CHAPTER XLV.
NOT THE END.
"Requiem æternam dona eis, Domine, et lux perpetua luceat eis."
—PS. CXIV.
When Chrysler came to this sad close of the story, he woke from his absorption in the manuscript and became conscious of, the surroundings. The late hour, the strange place, even the silent-burning candles, and above all the shock of grief for Chamilly at his great bereavement, oppressed him into deep loneliness. The wind dashed gusts of rain against the casement and shook it savagely. He thought of the storm and blackness without—how the tempest must be hounding the black waves—the wolfish ferocity of their onward rushes—the dread battle any mortal would fight who found himself among them on a night like this.
Is Chamilly safe at home again?
Of course, at this hour.
What an unusual fellow. How strange to enjoy such beating rain, such blinding darkness and fierce contest of strength with nature! How fearless! How few like him in this or any virtue! Did there in fact exist another his equal!
No; Haviland stood alone—the climax of a race.
As Chrysler pondered, dull sounds reached him, breaking in on these meditations. A door opened below, and heavy feet tramped in. Voices, and then cries of alarm, and then lamentations of all the household startled him. Steps sounded coming up the stairs, and a man's sob, and then a gentle knock.
"Open!" Chrysler responded.
Pierre entered, the picture of woe, and broke down: "O monseigneur
Monseigneur Chamilly is dead."
They had found his boat and his body, washed ashore.
The windows of the Parish Church were darkened with thick black curtains, the altar was heavily draped, the strains of the mournful Mass of the Dead swayed to the responses of a sorrowing people.
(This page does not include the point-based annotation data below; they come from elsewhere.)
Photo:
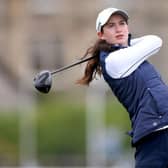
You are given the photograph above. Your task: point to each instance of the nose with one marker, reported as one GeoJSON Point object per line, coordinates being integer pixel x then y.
{"type": "Point", "coordinates": [118, 28]}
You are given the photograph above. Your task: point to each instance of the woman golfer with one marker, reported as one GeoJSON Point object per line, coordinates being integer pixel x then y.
{"type": "Point", "coordinates": [135, 82]}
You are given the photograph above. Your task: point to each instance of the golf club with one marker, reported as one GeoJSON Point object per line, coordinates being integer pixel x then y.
{"type": "Point", "coordinates": [43, 80]}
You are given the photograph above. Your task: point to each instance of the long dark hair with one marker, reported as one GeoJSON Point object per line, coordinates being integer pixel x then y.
{"type": "Point", "coordinates": [93, 66]}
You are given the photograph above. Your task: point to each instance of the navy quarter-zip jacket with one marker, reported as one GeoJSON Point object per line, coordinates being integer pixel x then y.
{"type": "Point", "coordinates": [144, 95]}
In the midst, raised upon a lofty catafalque whose sable drapery was surrounded with a starry maze of candle-lights, lay the silent remains of Chamilly Haviland, who loved Canada. Pure and earnest in life, he receives his reward in the world of her he loved, who went before him.
A tablet among those of his fathers, facing the Seigniorial pew, recorded, for a little, the name of the last d'Argentenaye; but now the proud Curé at length has had his will, and instead of its venerable house of God, Dormillière wears in its centre a pretentious nondescript structure of cut-stone.
Chrysler has done what he could to repair the country's loss by raising his voice with rejuvenated energy in support of good will and progress, in the Legislative halls.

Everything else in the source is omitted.